SLO/WDQS

From Wikitech
< SLO

Status: draft

Organizational

Service

See Wikidata_Query_Service

Teams

The Search team is the sole team responsible for WDQS.

Architectural

Environmental dependencies

WDQS runs on bare-metal hosts (wdqs*) in the eqiad and codfw datacenters.

WDQS is split into the public cluster, which serves general traffic from query.wikidata.org, and the internal cluster which serves requests coming from mediawiki.

Service dependencies

WDQS runs on blazegraph, a java-based graph database that implements the RDF standard.

Each wdqs host contains a full copy of the entire dataset; that is to say there is no clustering or sharding.

The most common source of WDQS failures is a failure in the Blazegraph backend. Over the medium-long term, WDQS will need to be moved off of Blazegraph onto a different backend. For more information, see Wikidata_Query_Service/ScalingStrategy.

Client-facing

Clients

WDQS' clients are users who submit queries through query.wikidata.org, as well as automated bots.

Service Level Indicators (SLIs)

Uptime (availability) percentage: The percentage of all requests receiving a non-error response, defined as one of: HTTP 200 (success), HTTP 403 (client banned), or HTTP 429 (client throttled).

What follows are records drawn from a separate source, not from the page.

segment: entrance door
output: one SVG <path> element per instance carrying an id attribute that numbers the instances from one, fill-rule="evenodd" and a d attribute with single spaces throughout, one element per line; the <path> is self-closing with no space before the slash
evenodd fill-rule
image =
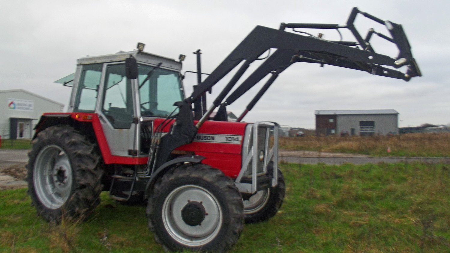
<path id="1" fill-rule="evenodd" d="M 114 155 L 137 155 L 135 81 L 126 78 L 124 64 L 108 64 L 101 83 L 99 115 L 106 140 Z M 136 151 L 135 152 L 134 151 Z"/>
<path id="2" fill-rule="evenodd" d="M 23 138 L 23 122 L 19 122 L 17 124 L 17 138 Z"/>

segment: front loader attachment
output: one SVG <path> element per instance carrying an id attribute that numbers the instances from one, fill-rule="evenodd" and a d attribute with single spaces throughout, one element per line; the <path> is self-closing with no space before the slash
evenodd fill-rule
<path id="1" fill-rule="evenodd" d="M 357 15 L 363 16 L 386 26 L 389 36 L 371 29 L 365 38 L 363 38 L 353 24 Z M 292 28 L 294 32 L 286 31 L 286 28 Z M 354 41 L 327 40 L 320 36 L 316 37 L 298 29 L 348 29 L 354 37 Z M 395 56 L 385 55 L 375 52 L 371 44 L 371 38 L 376 35 L 396 45 L 399 53 Z M 228 97 L 234 85 L 248 69 L 249 65 L 262 53 L 271 49 L 276 51 Z M 200 120 L 193 124 L 192 104 L 201 98 L 207 91 L 210 90 L 216 84 L 241 62 L 239 70 L 230 79 L 212 104 L 202 113 Z M 317 63 L 323 67 L 333 65 L 367 72 L 372 75 L 401 79 L 409 81 L 411 78 L 420 76 L 422 74 L 411 52 L 411 46 L 401 25 L 384 21 L 356 8 L 353 9 L 345 25 L 338 24 L 310 24 L 282 23 L 279 29 L 256 26 L 247 36 L 231 52 L 218 66 L 194 89 L 192 94 L 178 104 L 180 111 L 176 116 L 170 134 L 163 137 L 157 134 L 154 143 L 161 143 L 161 148 L 158 152 L 156 168 L 167 160 L 174 149 L 192 141 L 197 130 L 206 120 L 209 119 L 213 110 L 219 105 L 220 108 L 215 120 L 226 119 L 225 107 L 237 99 L 264 77 L 271 74 L 272 76 L 252 100 L 247 109 L 239 117 L 241 120 L 245 114 L 255 105 L 264 93 L 274 82 L 279 75 L 294 62 L 303 62 Z M 404 72 L 399 70 L 405 67 Z M 156 146 L 155 146 L 156 147 Z M 150 155 L 149 160 L 153 157 Z M 154 169 L 156 168 L 153 168 Z"/>

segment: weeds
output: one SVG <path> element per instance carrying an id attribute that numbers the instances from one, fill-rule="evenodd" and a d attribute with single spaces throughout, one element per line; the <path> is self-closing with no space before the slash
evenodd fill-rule
<path id="1" fill-rule="evenodd" d="M 280 148 L 338 152 L 383 156 L 450 157 L 450 133 L 407 133 L 390 136 L 280 137 Z M 389 149 L 389 151 L 388 151 Z"/>
<path id="2" fill-rule="evenodd" d="M 280 211 L 246 225 L 230 252 L 450 251 L 448 164 L 280 167 Z M 163 251 L 145 208 L 101 196 L 90 218 L 53 226 L 36 217 L 25 189 L 0 191 L 0 252 Z"/>

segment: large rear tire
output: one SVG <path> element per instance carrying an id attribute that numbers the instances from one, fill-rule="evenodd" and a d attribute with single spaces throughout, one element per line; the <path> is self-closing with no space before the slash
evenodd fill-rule
<path id="1" fill-rule="evenodd" d="M 269 173 L 273 175 L 273 163 L 269 164 Z M 283 204 L 286 186 L 284 178 L 278 169 L 278 184 L 256 192 L 248 200 L 244 200 L 245 223 L 254 223 L 266 221 L 274 217 Z"/>
<path id="2" fill-rule="evenodd" d="M 244 223 L 242 199 L 233 181 L 203 164 L 167 171 L 149 197 L 148 227 L 166 250 L 225 252 Z"/>
<path id="3" fill-rule="evenodd" d="M 39 133 L 28 152 L 28 193 L 38 215 L 59 222 L 85 217 L 100 203 L 103 171 L 94 145 L 68 126 Z"/>

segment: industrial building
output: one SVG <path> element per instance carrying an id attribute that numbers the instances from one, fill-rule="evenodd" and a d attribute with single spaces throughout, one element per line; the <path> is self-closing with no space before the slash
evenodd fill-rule
<path id="1" fill-rule="evenodd" d="M 31 139 L 44 112 L 63 111 L 64 105 L 21 89 L 0 90 L 0 136 Z"/>
<path id="2" fill-rule="evenodd" d="M 398 112 L 395 110 L 320 110 L 315 115 L 318 135 L 398 133 Z"/>

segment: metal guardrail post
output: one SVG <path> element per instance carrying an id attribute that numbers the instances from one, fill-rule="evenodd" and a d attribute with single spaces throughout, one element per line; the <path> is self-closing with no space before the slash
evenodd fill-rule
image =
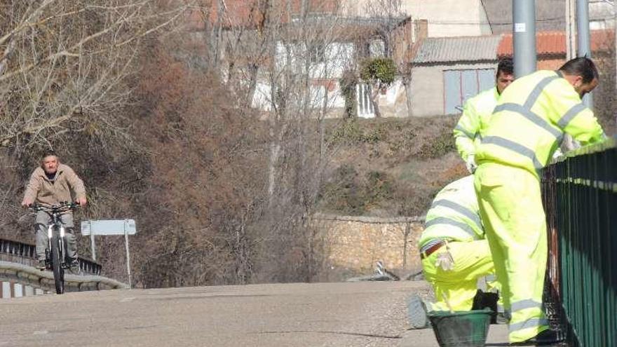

In plain english, this is the percentage of requests that are either successful, or were refused due to the client being either fully banned or temporarily throttled. We don't count banned or throttled requests against our success rate because this represents the service functioning as intended, rather than indicating a problem.

Excessive lag percentage: The percentage of time that the maximum update lag of the cluster exceeds the desired threshold (currently, 10 minutes).

Each host reports an independent lag number representing how far behind that individual server is from the queue of update events. For this SLI we take the value from the highest-lag pooled host.

Operational

Monitoring

WDQS hosts emit time-series metrics, which are visible via Grafana.

WDQS Update lag can be monitored via this Grafana dashboard.

Troubleshooting

WDQS relies upon blazegraph, which has a number of known issues.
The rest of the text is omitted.